I have been following The Big picture the blog run by Barry Ritholtz from the last 4 years and observed that each year he update his top trading rules and aphorisms. It’s a collection from his favorite trader, analyst, economist and investor viewpoints on what — and what not — to do when it comes to investing in the capital markets.
Here are the rules that he posted this year :
1. Cut your losers short, and let your winners run.
2. Avoid predictions and forecasts
3. Understand crowd behavior.
4. Think like a contrarian.
5. Asset allocation is crucial.
6. Decide if you are an active or passive investor.
- Cut your losers short, and let your winners run. : Perhaps the best investing advice ever, its sophistication is belied by its apparent simplicity.Letting your winners run generates all sorts of desirable outcomes: It allows compounding to occur, gives you the benefit of time and keeps your transaction costs, fees and taxes low. Since this rule does not allow you to take a quick profit for no reason (other than having one), it also forces you to develop an actual exit strategy.

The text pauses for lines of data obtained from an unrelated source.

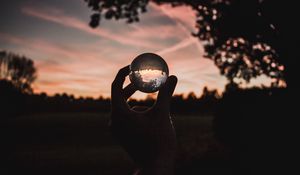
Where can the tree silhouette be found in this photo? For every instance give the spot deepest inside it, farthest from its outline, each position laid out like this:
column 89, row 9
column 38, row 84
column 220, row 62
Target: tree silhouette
column 17, row 69
column 245, row 39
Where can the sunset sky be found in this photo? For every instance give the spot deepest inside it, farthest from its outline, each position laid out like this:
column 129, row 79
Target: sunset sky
column 71, row 57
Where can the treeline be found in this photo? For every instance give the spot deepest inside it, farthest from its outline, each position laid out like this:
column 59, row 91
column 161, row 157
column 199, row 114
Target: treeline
column 14, row 102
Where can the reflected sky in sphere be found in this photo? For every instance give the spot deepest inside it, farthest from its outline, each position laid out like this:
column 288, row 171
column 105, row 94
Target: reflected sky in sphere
column 148, row 72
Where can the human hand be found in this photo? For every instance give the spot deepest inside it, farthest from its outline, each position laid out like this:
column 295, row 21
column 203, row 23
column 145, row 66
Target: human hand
column 147, row 134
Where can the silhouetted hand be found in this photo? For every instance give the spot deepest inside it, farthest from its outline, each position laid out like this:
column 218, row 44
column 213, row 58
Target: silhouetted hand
column 147, row 134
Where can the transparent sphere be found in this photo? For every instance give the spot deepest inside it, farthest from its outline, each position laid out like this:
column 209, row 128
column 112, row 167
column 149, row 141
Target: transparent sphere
column 148, row 72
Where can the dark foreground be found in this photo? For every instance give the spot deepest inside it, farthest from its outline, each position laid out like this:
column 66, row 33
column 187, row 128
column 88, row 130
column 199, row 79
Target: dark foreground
column 80, row 143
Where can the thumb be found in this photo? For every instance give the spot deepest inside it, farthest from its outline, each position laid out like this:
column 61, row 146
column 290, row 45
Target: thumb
column 165, row 94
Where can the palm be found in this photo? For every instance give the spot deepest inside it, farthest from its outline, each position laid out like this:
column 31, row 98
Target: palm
column 147, row 134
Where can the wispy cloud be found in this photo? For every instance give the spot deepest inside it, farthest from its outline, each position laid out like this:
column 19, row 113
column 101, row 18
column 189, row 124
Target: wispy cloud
column 57, row 16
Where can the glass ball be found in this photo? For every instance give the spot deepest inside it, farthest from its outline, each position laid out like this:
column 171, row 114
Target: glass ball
column 148, row 72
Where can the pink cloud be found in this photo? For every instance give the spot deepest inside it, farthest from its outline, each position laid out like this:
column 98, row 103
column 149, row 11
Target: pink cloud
column 56, row 16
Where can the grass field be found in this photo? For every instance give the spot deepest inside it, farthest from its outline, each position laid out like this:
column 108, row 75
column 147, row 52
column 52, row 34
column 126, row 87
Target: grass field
column 80, row 143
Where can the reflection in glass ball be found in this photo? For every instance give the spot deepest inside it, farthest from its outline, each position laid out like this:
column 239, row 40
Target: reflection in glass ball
column 148, row 72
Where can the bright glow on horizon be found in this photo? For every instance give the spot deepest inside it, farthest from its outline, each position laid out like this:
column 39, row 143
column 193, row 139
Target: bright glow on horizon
column 73, row 58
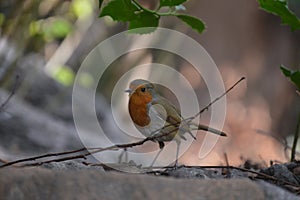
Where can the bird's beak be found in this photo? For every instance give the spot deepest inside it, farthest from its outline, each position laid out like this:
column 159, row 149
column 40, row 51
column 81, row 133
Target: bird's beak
column 128, row 91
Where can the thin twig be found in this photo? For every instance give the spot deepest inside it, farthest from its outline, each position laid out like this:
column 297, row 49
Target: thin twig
column 218, row 98
column 295, row 139
column 13, row 91
column 91, row 151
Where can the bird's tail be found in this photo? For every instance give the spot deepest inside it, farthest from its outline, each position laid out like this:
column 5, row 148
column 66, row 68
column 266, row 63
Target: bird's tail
column 206, row 128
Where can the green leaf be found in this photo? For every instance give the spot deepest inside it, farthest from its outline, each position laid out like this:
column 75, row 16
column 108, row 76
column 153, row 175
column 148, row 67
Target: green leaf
column 120, row 10
column 280, row 8
column 146, row 22
column 293, row 75
column 193, row 22
column 171, row 2
column 100, row 3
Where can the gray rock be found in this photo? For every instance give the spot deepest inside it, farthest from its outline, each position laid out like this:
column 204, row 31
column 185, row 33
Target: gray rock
column 40, row 183
column 28, row 131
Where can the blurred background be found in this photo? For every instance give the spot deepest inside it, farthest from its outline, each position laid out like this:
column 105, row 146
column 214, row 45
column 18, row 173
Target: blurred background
column 44, row 42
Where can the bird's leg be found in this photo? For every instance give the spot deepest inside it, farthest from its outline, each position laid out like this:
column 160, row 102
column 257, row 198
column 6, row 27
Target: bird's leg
column 124, row 152
column 161, row 146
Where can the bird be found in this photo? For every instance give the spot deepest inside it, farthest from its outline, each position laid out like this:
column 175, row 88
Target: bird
column 155, row 116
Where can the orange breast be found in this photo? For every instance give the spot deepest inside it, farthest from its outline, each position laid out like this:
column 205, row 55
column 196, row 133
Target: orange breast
column 138, row 109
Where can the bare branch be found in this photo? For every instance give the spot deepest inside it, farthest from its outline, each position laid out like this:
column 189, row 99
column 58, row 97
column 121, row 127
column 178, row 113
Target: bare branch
column 13, row 91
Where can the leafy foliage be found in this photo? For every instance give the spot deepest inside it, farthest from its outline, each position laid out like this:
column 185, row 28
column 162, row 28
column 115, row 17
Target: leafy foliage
column 280, row 8
column 193, row 22
column 140, row 17
column 171, row 2
column 293, row 75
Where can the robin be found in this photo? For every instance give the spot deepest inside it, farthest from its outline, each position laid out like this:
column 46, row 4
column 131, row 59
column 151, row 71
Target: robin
column 154, row 115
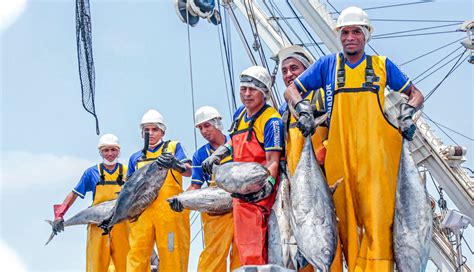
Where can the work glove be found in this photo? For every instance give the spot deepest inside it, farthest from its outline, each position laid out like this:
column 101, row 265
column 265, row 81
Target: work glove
column 215, row 158
column 406, row 125
column 306, row 119
column 167, row 160
column 176, row 205
column 58, row 223
column 265, row 192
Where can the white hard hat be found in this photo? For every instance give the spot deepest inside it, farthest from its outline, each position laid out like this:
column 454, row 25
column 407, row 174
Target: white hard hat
column 184, row 14
column 204, row 114
column 108, row 140
column 153, row 117
column 353, row 16
column 297, row 52
column 257, row 77
column 195, row 10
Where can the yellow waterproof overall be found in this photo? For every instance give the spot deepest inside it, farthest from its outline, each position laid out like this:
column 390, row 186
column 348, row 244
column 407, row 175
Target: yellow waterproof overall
column 364, row 150
column 102, row 248
column 294, row 146
column 170, row 229
column 218, row 238
column 294, row 138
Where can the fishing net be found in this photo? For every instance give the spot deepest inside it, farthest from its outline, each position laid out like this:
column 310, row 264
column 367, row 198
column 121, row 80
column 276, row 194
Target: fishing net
column 85, row 59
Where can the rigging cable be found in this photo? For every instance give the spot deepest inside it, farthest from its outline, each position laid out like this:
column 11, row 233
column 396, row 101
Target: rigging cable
column 398, row 5
column 412, row 35
column 441, row 129
column 308, row 34
column 277, row 21
column 438, row 62
column 414, row 30
column 432, row 51
column 253, row 26
column 232, row 104
column 291, row 28
column 191, row 79
column 450, row 129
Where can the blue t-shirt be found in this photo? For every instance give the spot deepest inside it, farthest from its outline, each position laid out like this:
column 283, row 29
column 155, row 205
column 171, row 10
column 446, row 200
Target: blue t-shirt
column 89, row 180
column 180, row 154
column 322, row 74
column 199, row 156
column 272, row 132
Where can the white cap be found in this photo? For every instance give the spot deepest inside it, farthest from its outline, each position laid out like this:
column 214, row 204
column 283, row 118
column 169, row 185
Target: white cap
column 206, row 113
column 193, row 8
column 354, row 16
column 153, row 117
column 297, row 52
column 260, row 79
column 108, row 140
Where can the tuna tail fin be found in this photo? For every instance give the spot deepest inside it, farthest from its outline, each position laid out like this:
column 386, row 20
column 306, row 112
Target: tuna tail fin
column 335, row 185
column 52, row 233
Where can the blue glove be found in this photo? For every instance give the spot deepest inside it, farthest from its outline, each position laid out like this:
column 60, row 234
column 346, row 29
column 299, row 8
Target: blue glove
column 406, row 126
column 265, row 192
column 306, row 118
column 215, row 158
column 176, row 205
column 168, row 161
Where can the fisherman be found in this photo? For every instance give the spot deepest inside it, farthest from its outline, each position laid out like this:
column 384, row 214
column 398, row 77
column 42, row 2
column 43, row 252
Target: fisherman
column 218, row 229
column 363, row 147
column 256, row 136
column 158, row 223
column 294, row 60
column 104, row 181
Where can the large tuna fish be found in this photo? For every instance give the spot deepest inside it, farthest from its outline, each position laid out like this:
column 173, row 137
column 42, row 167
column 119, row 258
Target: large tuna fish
column 413, row 219
column 241, row 177
column 313, row 219
column 213, row 200
column 92, row 215
column 262, row 268
column 282, row 247
column 140, row 190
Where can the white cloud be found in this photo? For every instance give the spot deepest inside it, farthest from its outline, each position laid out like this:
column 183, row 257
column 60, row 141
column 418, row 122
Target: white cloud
column 9, row 260
column 21, row 169
column 10, row 10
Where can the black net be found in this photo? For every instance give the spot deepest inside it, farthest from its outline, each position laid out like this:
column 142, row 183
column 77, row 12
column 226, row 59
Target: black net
column 85, row 59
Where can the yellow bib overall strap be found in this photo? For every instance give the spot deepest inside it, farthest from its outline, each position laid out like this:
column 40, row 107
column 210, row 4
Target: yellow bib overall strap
column 235, row 125
column 364, row 150
column 109, row 185
column 102, row 180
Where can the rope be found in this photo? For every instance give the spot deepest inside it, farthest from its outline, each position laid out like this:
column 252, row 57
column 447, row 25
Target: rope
column 432, row 51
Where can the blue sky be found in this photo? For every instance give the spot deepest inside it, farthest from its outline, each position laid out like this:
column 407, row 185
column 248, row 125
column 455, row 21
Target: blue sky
column 141, row 60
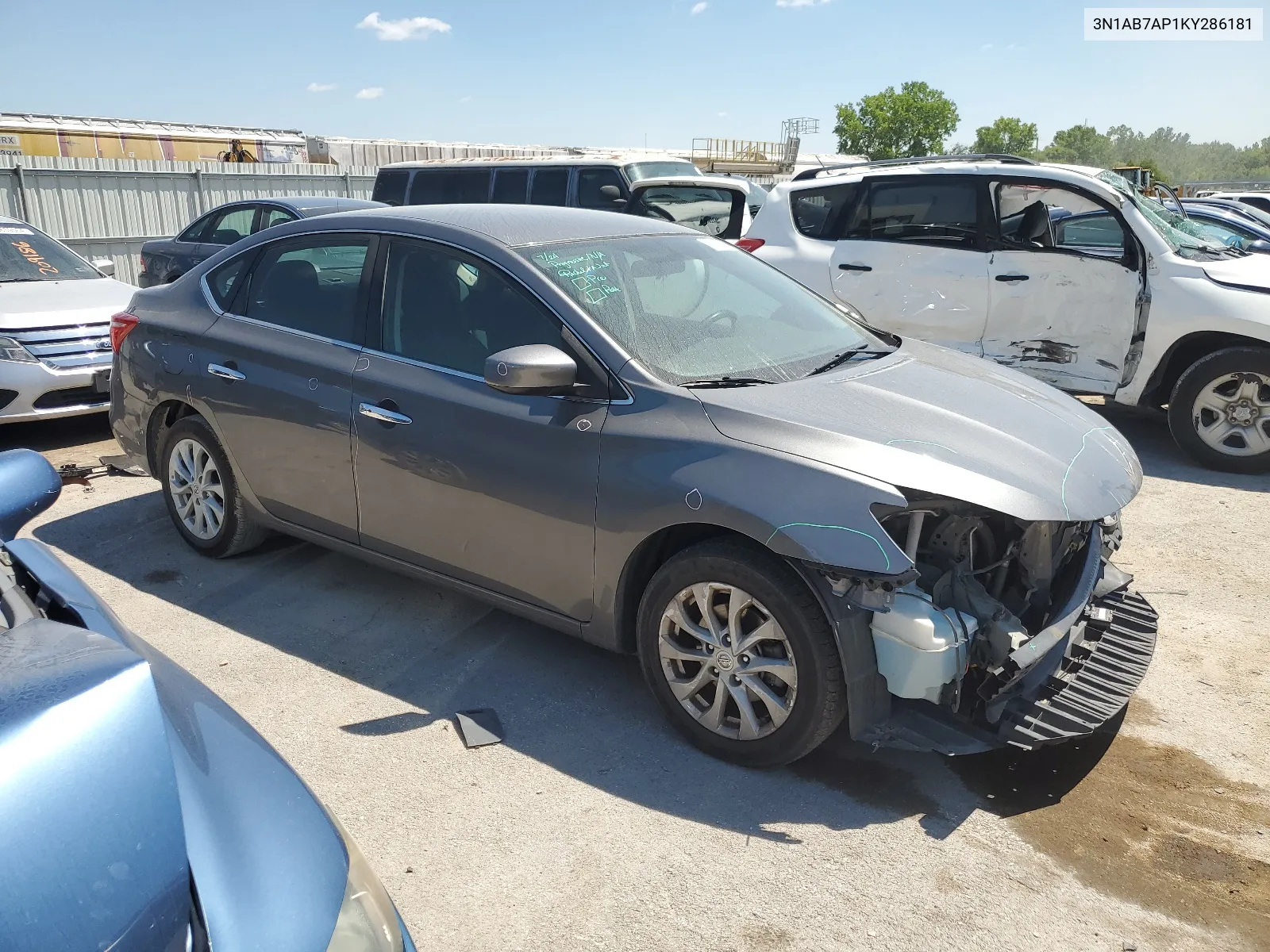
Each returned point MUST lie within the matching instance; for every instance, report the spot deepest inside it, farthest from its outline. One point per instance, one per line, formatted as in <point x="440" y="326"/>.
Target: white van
<point x="1064" y="272"/>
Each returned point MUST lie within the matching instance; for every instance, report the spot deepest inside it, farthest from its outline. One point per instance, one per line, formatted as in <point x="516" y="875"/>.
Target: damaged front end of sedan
<point x="1003" y="631"/>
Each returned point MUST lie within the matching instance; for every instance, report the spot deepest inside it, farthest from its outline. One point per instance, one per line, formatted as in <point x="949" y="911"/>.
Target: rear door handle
<point x="381" y="414"/>
<point x="224" y="372"/>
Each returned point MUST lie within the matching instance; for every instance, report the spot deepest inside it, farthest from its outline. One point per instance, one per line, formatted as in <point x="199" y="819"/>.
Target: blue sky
<point x="610" y="74"/>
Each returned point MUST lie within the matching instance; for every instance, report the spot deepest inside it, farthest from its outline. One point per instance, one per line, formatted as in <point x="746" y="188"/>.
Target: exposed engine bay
<point x="996" y="609"/>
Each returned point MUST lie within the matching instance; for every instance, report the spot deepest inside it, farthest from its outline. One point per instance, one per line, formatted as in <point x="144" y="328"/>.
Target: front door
<point x="489" y="488"/>
<point x="277" y="378"/>
<point x="914" y="259"/>
<point x="1066" y="289"/>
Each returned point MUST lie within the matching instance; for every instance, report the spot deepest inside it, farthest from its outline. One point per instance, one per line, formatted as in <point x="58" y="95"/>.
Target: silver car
<point x="645" y="437"/>
<point x="55" y="327"/>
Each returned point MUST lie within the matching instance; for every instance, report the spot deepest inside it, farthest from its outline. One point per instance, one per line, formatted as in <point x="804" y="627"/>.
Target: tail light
<point x="121" y="325"/>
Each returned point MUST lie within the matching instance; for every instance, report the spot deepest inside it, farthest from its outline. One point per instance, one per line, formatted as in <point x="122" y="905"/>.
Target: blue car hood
<point x="89" y="810"/>
<point x="946" y="424"/>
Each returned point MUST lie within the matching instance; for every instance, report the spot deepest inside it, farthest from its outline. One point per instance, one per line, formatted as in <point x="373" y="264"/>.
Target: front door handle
<point x="224" y="372"/>
<point x="383" y="414"/>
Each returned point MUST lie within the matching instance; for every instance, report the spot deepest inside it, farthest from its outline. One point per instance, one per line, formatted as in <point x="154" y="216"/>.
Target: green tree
<point x="1081" y="145"/>
<point x="1006" y="135"/>
<point x="891" y="125"/>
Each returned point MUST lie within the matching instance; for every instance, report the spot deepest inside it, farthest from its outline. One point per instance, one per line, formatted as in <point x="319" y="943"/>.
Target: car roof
<point x="518" y="225"/>
<point x="614" y="159"/>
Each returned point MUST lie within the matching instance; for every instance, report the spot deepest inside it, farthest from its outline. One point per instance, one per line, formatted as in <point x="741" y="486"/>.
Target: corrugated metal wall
<point x="110" y="207"/>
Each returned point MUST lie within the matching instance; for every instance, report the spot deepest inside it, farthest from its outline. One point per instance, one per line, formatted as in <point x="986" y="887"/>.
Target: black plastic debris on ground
<point x="479" y="727"/>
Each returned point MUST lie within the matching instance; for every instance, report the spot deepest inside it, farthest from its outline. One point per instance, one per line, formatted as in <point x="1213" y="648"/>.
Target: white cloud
<point x="406" y="29"/>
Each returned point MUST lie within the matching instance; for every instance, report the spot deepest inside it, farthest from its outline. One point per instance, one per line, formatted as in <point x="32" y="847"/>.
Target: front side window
<point x="1041" y="215"/>
<point x="232" y="225"/>
<point x="922" y="213"/>
<point x="29" y="254"/>
<point x="594" y="184"/>
<point x="549" y="187"/>
<point x="310" y="285"/>
<point x="691" y="308"/>
<point x="452" y="311"/>
<point x="821" y="213"/>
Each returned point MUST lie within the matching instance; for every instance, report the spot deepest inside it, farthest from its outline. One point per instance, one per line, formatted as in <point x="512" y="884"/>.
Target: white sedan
<point x="55" y="327"/>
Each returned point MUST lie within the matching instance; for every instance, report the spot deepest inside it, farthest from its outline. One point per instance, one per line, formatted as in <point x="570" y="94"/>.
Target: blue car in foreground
<point x="137" y="810"/>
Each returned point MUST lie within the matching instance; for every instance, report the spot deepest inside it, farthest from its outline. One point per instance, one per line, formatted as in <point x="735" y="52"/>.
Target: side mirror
<point x="531" y="368"/>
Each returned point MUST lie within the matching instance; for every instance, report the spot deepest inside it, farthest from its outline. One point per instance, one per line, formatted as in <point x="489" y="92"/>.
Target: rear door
<point x="912" y="258"/>
<point x="495" y="489"/>
<point x="276" y="374"/>
<point x="1066" y="292"/>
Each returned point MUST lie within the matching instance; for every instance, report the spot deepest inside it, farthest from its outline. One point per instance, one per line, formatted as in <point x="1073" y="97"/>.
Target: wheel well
<point x="651" y="555"/>
<point x="1185" y="352"/>
<point x="160" y="422"/>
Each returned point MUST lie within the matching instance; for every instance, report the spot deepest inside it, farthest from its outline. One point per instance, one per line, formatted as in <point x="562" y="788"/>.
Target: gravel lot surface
<point x="594" y="827"/>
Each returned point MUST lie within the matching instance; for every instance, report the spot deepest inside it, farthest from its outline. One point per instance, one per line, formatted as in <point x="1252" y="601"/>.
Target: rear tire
<point x="1219" y="410"/>
<point x="202" y="494"/>
<point x="768" y="647"/>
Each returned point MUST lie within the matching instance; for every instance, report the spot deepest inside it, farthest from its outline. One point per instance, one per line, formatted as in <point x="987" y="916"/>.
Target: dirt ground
<point x="594" y="827"/>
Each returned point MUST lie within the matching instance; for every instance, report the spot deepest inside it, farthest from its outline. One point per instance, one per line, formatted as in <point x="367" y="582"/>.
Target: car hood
<point x="946" y="424"/>
<point x="42" y="304"/>
<point x="1251" y="272"/>
<point x="89" y="808"/>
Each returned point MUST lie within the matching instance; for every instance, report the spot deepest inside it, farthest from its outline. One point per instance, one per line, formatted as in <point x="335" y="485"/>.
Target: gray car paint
<point x="806" y="495"/>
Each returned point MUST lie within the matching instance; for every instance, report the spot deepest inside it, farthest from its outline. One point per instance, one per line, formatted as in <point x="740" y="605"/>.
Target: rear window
<point x="391" y="186"/>
<point x="450" y="187"/>
<point x="821" y="213"/>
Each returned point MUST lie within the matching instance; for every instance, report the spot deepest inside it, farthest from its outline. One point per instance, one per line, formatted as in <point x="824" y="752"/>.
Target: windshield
<point x="1184" y="235"/>
<point x="660" y="171"/>
<point x="27" y="254"/>
<point x="696" y="309"/>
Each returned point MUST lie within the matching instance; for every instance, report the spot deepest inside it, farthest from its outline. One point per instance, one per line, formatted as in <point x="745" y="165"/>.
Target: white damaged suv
<point x="1067" y="273"/>
<point x="55" y="327"/>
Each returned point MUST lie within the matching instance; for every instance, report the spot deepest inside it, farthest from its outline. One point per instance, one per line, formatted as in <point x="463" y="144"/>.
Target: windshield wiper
<point x="838" y="359"/>
<point x="718" y="382"/>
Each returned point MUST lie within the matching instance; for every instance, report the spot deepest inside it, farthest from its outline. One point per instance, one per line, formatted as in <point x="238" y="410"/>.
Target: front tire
<point x="201" y="493"/>
<point x="740" y="655"/>
<point x="1219" y="410"/>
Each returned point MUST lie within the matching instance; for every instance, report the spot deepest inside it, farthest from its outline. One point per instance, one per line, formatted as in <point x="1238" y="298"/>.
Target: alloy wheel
<point x="194" y="484"/>
<point x="1232" y="414"/>
<point x="727" y="660"/>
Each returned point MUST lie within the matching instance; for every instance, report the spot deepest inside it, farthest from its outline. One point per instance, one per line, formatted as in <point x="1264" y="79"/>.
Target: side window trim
<point x="376" y="315"/>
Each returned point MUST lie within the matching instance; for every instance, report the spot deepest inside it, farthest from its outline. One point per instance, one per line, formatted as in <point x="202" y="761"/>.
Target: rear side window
<point x="511" y="186"/>
<point x="549" y="187"/>
<point x="450" y="187"/>
<point x="391" y="186"/>
<point x="920" y="213"/>
<point x="310" y="285"/>
<point x="821" y="213"/>
<point x="225" y="281"/>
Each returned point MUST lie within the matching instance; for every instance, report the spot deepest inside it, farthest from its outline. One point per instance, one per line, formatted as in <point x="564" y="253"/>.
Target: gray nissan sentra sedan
<point x="649" y="440"/>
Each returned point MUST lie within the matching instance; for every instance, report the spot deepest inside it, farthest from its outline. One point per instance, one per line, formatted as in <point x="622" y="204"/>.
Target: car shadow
<point x="1147" y="431"/>
<point x="572" y="706"/>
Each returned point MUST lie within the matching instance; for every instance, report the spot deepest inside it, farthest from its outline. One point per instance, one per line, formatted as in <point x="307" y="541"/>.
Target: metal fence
<point x="110" y="207"/>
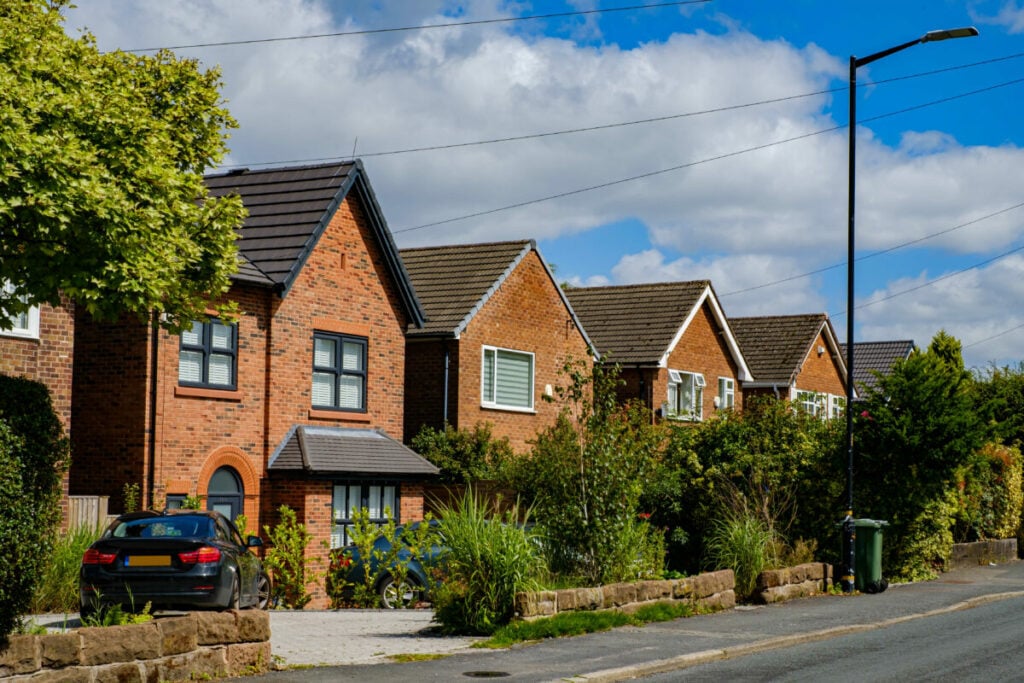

- Avoid predictions and forecasts : Humans are very bad at guessing what the future will bring. The academic literature overwhelmingly proves this. If you prefer anecdotal evidence, recall how many economists forecast the Great Recession (almost none), the initial reviews of the iPad (mostly panned) or even the iPhone (meh!)
- Understand crowd behavior: The investor who understands the behavior of crowds has an enormous advantage over one who doesn’t. He understands that investing often involves figuring out where the crowd is going, even if it’s objectively ”wrong.” Recall Keynes’s theoretical beauty contest, where players were not trying to pick who they thought was prettiest, but rather, select who they anticipated the crowd might pick.
- Think like a contrarian: The crowd can be fickle, overly emotional or even irrational. The contrarian learns to recognize when the crowd turns into an unruly mob. When that happens, it’s time to stop betting with the group, and take the other side of the trade — betting against the crowd.
- Asset allocation is crucial: What is your relative weighting of stocks, bonds, real estate and commodities? In the popular finance media, this gets little attention. Yet all of the academic studies show that it’s the most important decision an investor makes. It’s far more important than stock selection, yet that’s all anyone seems to want to talk about.
- Are you an active or passive investor:For the equity portion of your allocation, you must answer a crucial question: Do you buy indexes and garner market-level returns, or do you pick stocks (or sectors) and time the market in an attempt to beat the indices?
- Those who try to beat the market have a tough road ahead: Each year, 80 percent of professional managers fail to beat their benchmark. Of the few who do, once you take fees and costs into consideration, less than 2 percent actually hit that bogey.If you want to beat the market, understand the long odds that are working against you. That is why for most investors, indexing is a much better bet.